Varieties of Varieties
Polynomials are fundamental mathematical objects. Many basic practices in our lives are expressed through polynomials, and the same is true for the laws of science. Einstein’s famous formula expresses energy, E, in terms of a polynomial of degree 1 in m – the mass – and of degree 2 in c – the speed of light, as E = mc 2 .
Algebraic geometry studies those geometric objects, called (algebraic) varieties, determined by the vanishing of polynomials. Several familiar objects are varieties, for example spheres, but also the one in the picture 1 below.

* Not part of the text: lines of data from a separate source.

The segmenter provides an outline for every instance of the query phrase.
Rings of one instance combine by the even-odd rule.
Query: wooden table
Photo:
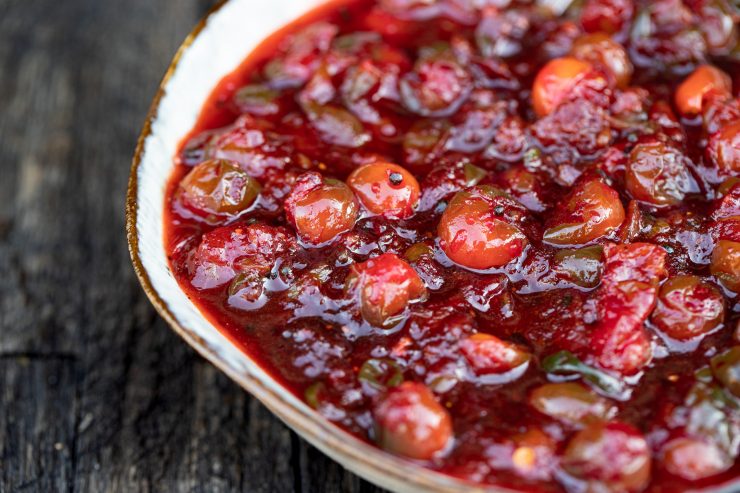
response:
[[[135,279],[124,195],[213,0],[0,0],[0,492],[375,492],[197,356]]]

Many disciplines, including mathematics, organize themselves by classifying objects of interest according to certain criteria, hence certain types. Whereas the choice of such criteria may be difficult in some areas, in mathematics it is often simple. And in algebraic geometry this leads to a fascinating discovery: The sets of all varieties of a certain type are themselves varieties, and their geometric structure records some of the features of the varieties they parametrize; as such they are called moduli spaces.
A moduli space is thus a variety whose points correspond to varieties of a certain type. The simplest and most important varieties are the smooth ones, which, informally speaking, are such that under a microscope they will look exactly the same everywhere. A sphere is a good example, and so is the torus 1 .
1 Images due to Herwig Hauser
The systematic study of the geometry of moduli spaces began in the mid-1900s, but it can be traced back to the work of B. Riemann in the 19th century. A fact that modern algebraic geometers recognize as an irrefutable truth is that a moduli space is a good solution to a classification problem only if it “fixes the holes”. In a moduli space the varieties should be free to move around without falling out of it; in mathematical terms, good moduli spaces should be compact. This entails that to the moduli space of smooth varieties we will often have to add more complicated types, i.e., singular varieties, because our smooth varieties inevitably fall into them. It is as if while drawing a map of all rivers on planet Earth we realize that it is sensible to include also lakes and seas.
For varieties of dimension one, called curves, the “compactification” problem, the issue of which types to add to the smooth ones, is now settled thanks to P. Deligne and D. Mumford, whose seminal work on moduli spaces was awarded a Fields medal in 1974. But the main focus of the program was on varieties of dimension greater than one, whose study is the subject of birational geometry informed by our deep understanding of curves and their moduli spaces.
The compactification problem – which types of varieties to choose – is more complex than it is for curves. The global geometry of curves is captured by one numerical invariant, the genus of the curve, and for the local geometry, Deligne and Mumford showed that it suffices to consider the simplest type of singularity a curve can have: nodes. As a result, for every positive integer, g, there exists one (compact) moduli space which classifies, roughly speaking, two types of curves having genus equal to g: smooth ones and nodal ones.
In higher dimensions not only are the global and local geometry more intricate, but their interplay is also an issue, as one affects the other.
The history of the subject goes back to the beginning of the 1900s with the work of Castelnuovo and Enriques in dimension 2, till the boom, in the 1980s, brought by Mori and the program which takes his name. Again, a Fields medal, in 1990, awarded this achievement which consisted, loosely speaking, in a procedure to associate to each algebraic variety one of the right type, suggestively called a “minimal model”. The progress of the last three decades culminated in the work of C. Birkar, P. Cascini, C. Hacon and J. McKernan, with a Fields medal awarded to Birkar in 2018, and a Breakthrough Prize in 2018 for Hacon (the lead organizer and Chern Professor during this program) and McKernan (a Simons Professor during the program).
Today we have a clear picture of what the classification scheme should be, and the conditional is needed as some parts are still open. It is worth stressing that arriving at this conjectural picture took about a century and is itself a major scientific achievement (awarded along the way by the most important mathematical prizes). Much of the research during the Spring 2019 program Birational Geometry and Moduli Spaces was devoted to positive results within this conjectural scheme, and a remarkable example are those about the moduli space of “K-semistable” Fano varieties, a fundamental type of varieties (including projective spaces) where the moduli problem had long been considered off-limits. It is on these research directions that the MSRI program had its highlights, with the active participation of many of the world experts in the field, either as organizers or as participants.